Я отвернулся, собираясь пойти прочь, однако Эгфрит схватил меня за плечо. Я снова повернулся к нему. Огонь трещал и плевался искрами.
– В церкви, – сказал он чуть громче шороха сапог по камню.
– Пол! – выпалил я.
– Ш-ш-ш! – Он замахал рукой.
Я вспомнил мышей, шмыгнувших по голым половицам. Значит, циновки соскользнули с крышки погреба, когда ее открывали.
– Христовы невесты прятались в подполе, – сказал я, – поэтому ты и не дал Виглафу домолиться.
– Несчастные сестры прятались прямо у нас под ногами; нужно было как можно скорее увести вас оттуда, пока никто не понял. Я думал, ты понял, Ворон, и боялся, как бы ты не рассказал остальным; но ты, похоже, так же туп, как и они, и в этот раз я благодарю Бога за твою глупость.
Я не ответил на оскорбление.
– Виглаф и Пенда не причинили бы вреда монахиням, – сказал я.
– А Бьярни? А ты сам, Ворон?
Я нахмурился, вспомнив, как от моего удара аббатиса Берта отлетела на несколько шагов и приземлилась на огромную задницу.
– Мужчинами владеют гнев и похоть, – сказал Эгфрит. – Ты же видел, какие у всех были глаза, когда ты рассказал Сигурду о женском монастыре. – Он покачал головой. – Похоть рождает грех.
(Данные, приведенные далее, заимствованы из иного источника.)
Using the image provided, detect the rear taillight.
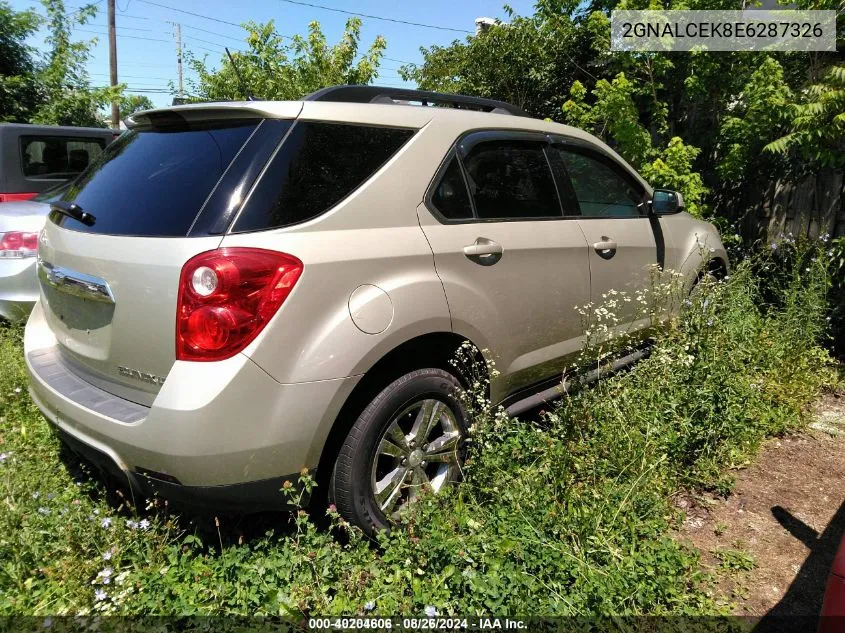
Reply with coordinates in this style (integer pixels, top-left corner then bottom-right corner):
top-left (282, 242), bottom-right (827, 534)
top-left (0, 192), bottom-right (38, 202)
top-left (176, 248), bottom-right (302, 361)
top-left (0, 231), bottom-right (38, 259)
– Скажи это себе, когда замерзнешь один ночью, – сказал я, думая об Амине.
– Послушай, Ворон. Убеди Хальфдана и Гуннара, что ваши боги велели тебе не ходить на север острова.
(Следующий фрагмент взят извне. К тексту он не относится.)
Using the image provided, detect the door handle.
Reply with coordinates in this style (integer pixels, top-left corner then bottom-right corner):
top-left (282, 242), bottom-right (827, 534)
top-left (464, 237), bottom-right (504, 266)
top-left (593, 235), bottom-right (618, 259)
– Хочешь, чтоб мои боги тебе помогли? – сказал я, почти улыбаясь.
– Скажи им, что монастырь, похоже, охраняет франкское войско. Да что угодно наплети, лишь бы они туда не пошли. Ради меня, Ворон, если не ради своей собственной души. Я этого не забуду. Буду еще усерднее молиться о твоем спасении… – Он осекся – из своего шатра вышел Хельдин Длиннорожий. Справив нужду, норвежец встал погреться у костра как раз позади Эгфрита. Тот наклонился ко мне так близко, что я почувствовал его дыхание на своей щеке. – Христос будет хранить тебя, если спасешь его дочерей.
– Сделаю, что смогу, – пообещал я. Не потому, что меня просил Эгфрит, а потому, что, как я ни пытался, так и не смог забыть черноволосую девушку из Кэр Диффрина и то, что я с нею сделал. – Только не сейчас. Лучше утром, а то пошлют меня к чертям.
Эгфрит кивнул с облегчением.
– А теперь оставь меня в покое, монах, – сказал я. – Амина замерзнет.
Я влез в шалаш, отодвинув висящую на входе шкуру. И выругался: Амина спала.